Raise maximum barcode length #629

kaukrise · 2019-11-06T11:00:10Z

kaukrise
Nov 6, 2019

Hi,

first of all congratulations on a great tool, the expansion to scRNA-seq analysis is especially appreciated!

I was wondering what the reason for setting an upper limit on the barcode length in alevin is - would longer barcodes affect the computation in some manner? We are working with barcodes of length 27, which are incompatible with the hardcoded upper barcode length limit here.

I manually raised the limit on a modified alevin version, and the final output looks as expected, so if there is no risk that I am unaware of, would you consider raising or removing the barcode length limit altogether?

Thank you for you help!

Is the bug primarily related to salmon (bulk mode) or alevin (single-cell mode)?
alevin

Describe the bug
Using the manual barcode and UMI specification with --end, --barcodeLength, and --umiLength fails for barcodes longer than 20 with the error message:

Barcode length (27) was not in the required length range [1, 20].

The barcode length upper limit is hardcoded here.

To Reproduce
In Salmon 1.0.0, run salmon alevin [...] --end 5 --barcodeLength 27 --umiLength 8 (or any barcodeLength value above 20).

Which version of salmon was used? 1.0.0
How was salmon installed (compiled, downloaded executable, through bioconda)? bioconda
Which reference (e.g. transcriptome) was used? not relevant
Which read files were used? not relevant
Which which program options were used? --end 5 --barcodeLength 27 --umiLength 8

Expected behavior
Ideally, barcode longer than 20 would be processed as normal.

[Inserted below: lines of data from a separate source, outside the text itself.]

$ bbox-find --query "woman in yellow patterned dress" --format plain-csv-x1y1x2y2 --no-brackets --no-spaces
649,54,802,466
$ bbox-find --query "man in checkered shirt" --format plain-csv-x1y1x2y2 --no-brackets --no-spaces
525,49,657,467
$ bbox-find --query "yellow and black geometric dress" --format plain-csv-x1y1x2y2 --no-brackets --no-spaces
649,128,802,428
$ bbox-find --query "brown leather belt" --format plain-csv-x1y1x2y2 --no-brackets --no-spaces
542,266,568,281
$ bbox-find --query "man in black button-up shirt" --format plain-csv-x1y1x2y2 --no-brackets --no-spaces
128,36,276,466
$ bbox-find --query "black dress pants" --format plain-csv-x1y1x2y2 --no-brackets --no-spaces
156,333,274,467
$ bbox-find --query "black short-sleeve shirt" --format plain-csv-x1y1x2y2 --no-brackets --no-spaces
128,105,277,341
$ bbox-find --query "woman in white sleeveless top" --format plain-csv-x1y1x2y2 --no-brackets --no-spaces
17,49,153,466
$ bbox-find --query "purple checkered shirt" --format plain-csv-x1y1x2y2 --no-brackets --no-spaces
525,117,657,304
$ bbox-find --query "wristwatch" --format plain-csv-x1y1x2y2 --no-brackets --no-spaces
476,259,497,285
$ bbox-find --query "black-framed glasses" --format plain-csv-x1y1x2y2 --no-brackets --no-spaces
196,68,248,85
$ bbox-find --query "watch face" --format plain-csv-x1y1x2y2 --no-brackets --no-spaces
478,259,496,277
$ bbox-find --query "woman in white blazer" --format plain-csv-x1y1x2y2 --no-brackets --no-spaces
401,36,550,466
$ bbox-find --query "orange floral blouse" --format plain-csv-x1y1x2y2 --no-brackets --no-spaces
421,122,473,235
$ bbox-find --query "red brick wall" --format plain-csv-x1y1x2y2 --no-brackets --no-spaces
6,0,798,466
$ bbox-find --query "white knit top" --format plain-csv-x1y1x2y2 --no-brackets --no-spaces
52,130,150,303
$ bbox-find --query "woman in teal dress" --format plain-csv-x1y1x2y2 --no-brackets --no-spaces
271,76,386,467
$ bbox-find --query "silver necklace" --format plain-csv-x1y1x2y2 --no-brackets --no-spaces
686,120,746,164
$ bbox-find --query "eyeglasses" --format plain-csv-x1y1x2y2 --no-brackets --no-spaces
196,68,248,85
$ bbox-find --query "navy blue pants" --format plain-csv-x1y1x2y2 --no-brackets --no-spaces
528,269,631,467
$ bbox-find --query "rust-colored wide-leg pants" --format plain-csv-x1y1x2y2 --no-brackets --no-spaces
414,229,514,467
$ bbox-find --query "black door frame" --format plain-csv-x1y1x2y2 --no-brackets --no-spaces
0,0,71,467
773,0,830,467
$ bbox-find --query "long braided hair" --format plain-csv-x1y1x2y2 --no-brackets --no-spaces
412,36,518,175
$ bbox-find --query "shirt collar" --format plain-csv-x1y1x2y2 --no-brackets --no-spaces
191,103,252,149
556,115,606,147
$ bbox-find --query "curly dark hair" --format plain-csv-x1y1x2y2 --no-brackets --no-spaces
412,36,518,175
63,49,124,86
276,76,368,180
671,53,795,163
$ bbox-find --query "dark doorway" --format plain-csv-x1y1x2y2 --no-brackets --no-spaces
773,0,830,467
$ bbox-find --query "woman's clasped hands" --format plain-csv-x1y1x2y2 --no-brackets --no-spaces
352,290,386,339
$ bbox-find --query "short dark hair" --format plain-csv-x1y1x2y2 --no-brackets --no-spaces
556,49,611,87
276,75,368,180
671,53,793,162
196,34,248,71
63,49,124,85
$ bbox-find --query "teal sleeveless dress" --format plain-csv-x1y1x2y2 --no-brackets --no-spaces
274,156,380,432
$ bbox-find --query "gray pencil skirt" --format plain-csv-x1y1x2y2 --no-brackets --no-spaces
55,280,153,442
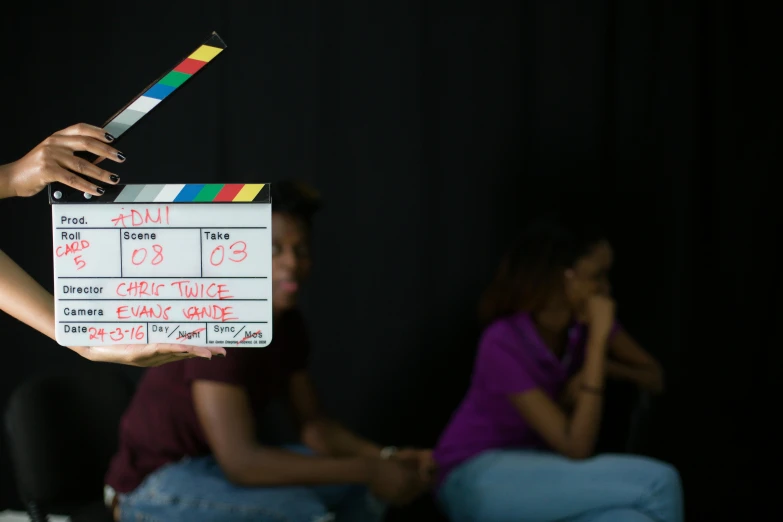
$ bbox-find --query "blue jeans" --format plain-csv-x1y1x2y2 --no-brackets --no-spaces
438,450,684,522
119,446,386,522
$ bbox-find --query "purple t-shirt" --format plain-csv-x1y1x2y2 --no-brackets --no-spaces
434,313,618,481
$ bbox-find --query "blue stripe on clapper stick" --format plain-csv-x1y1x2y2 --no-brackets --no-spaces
144,83,175,100
174,184,204,203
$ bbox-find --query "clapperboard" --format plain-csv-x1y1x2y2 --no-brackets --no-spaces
49,33,272,347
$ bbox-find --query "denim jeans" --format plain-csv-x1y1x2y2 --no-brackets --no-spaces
119,447,386,522
438,449,684,522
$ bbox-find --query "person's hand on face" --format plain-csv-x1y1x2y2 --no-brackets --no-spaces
5,123,125,197
71,344,226,367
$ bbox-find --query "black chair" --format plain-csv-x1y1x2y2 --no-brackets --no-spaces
5,364,133,522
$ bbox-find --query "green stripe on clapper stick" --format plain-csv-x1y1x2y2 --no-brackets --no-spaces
193,184,225,201
158,71,192,88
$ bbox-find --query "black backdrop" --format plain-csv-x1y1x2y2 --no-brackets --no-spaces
0,0,781,520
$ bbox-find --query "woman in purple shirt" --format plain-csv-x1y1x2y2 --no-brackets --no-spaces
434,216,683,522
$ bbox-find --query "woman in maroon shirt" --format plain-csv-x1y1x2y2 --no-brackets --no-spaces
106,182,431,522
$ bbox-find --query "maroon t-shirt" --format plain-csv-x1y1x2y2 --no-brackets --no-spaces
106,311,310,493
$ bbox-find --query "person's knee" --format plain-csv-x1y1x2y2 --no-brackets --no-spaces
649,460,682,490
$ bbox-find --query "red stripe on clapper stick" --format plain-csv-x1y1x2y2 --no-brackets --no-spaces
212,183,245,201
174,58,207,74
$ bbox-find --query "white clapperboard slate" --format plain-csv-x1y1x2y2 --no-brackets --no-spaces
49,184,272,347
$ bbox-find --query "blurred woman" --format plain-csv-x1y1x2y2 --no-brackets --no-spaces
434,215,683,522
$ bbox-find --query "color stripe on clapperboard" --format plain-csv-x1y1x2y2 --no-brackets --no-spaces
103,33,226,138
108,183,269,203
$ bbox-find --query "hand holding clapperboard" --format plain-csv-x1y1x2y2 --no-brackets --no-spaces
38,33,272,362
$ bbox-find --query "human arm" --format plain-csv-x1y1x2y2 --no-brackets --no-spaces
192,376,422,503
510,297,614,459
0,250,226,366
0,123,125,199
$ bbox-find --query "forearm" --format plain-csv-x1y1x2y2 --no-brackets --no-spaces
606,359,659,383
606,359,663,393
227,440,372,487
0,163,16,199
302,417,381,458
0,250,55,339
569,335,606,458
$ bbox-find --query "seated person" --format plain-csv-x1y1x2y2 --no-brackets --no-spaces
434,215,683,522
106,182,431,522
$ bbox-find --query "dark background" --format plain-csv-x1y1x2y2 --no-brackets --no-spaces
0,0,783,520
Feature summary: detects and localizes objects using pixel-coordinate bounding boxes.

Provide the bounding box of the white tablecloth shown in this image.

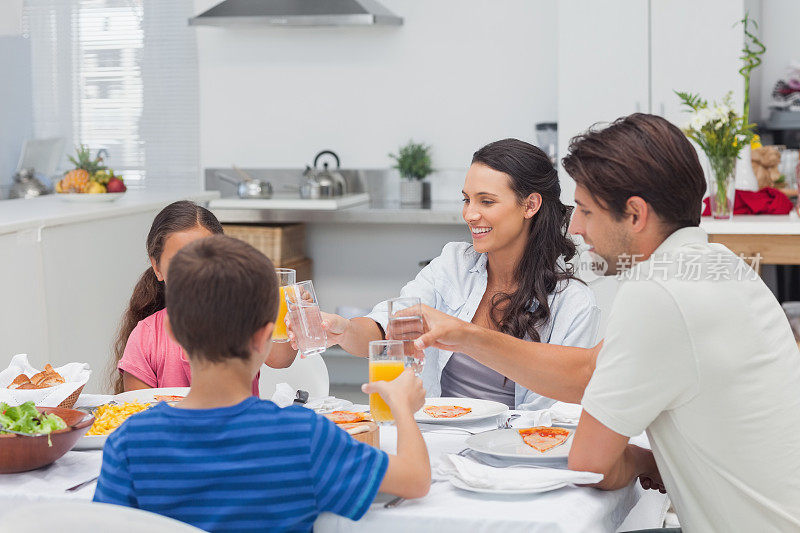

Desktop (please complete the following information):

OS: [e.g. Ubuntu Linux, OSX] Mac OS X
Version [ If you are on OSX, the output of sw_vers. If you are on linux the output of uname -a and lsb_release -a] 10.14.6 (18G103)

Additional context
See top of post

Answered by rob-p

Feb 12, 2021

Hi @gringer,

Yes, we can add a section for this in the docs. It will replace the old way for specifying geometry soon, as its just easier and more flexible. We talk about it in the 1.4.0 release notes. I copy the relevant info below (@k3yavi pulled for the 1-based indexing and won out ... this time):

generic barcode / umi / read geometry syntax : Alevin learned to support a generic syntax to specify the read sequence that should be used for barcodes, UMIs and the read sequence. The syntax allows one to specify how the pattern corresponding to the barcode, UMI, and read sequence should be pieced together, and the syntax is meant to be intuitive and general. For example, one can specify the…

View full answer

k3yavi · 2019-11-06T16:32:47Z

k3yavi
Nov 6, 2019
Collaborator

Hi @kaukrise ,

Thanks for the very interesting question. I don't think there is any theoretical limit wrt the alevin's method, however, it would be interesting to check how does alevin performs when we increase the CB length wrt the running time. The 20 length bound was just for sanity checking and can be increased, like you already did.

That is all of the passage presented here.